To find out, an international team of scientists assembled a large set of images, taken from the object’s discovery to Jan. 2, at which point the comet was about 2.9 astronomical units (or Earth-to-sun distances) away from the sun and still heading out into space. The dataset showed ‘Oumuamua at 177 different positions as seen from various ground-based telescopes and 30 as seen from the Hubble Space Telescope.
The scientists found that ‘Oumuamua’s path could not be explained entirely by the gravitational tug of the sun, the planets, the moon, Pluto or any of the 16 largest asteroids in the main belt that lies between the orbits of Mars and Jupiter. They ruled out several possible explanations, including the pressure from sunlight, the thrust generated from emitting thermal energy (known as the Yarkovsky effect), friction or drag-like effects or even sudden collisions.
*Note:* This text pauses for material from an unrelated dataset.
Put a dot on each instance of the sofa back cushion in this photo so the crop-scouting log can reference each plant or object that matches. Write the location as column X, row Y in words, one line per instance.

They also ruled out the idea that this object was highly magnetized and thus influenced by the solar wind, or that it was fragmented and made out of multiple bodies, which would have theoretically altered its trajectory.
Instead, the scientists found that the best explanation for the altered path would in fact be from out-gassing – the kinds of emissions that could theoretically produce the tail of a comet.
There might be a reason that ‘Oumuamua does not have a visible coma even though it has released enough gas to alter its trajectory, the scientists said.
“The lack of observed dust lifted from the object by the hypothesized cometary activity can be explained by an atypical dust-grain size distribution that is devoid of small grains, a low dust-to-ice ratio or surface evolution from its long journey,” the scientists wrote.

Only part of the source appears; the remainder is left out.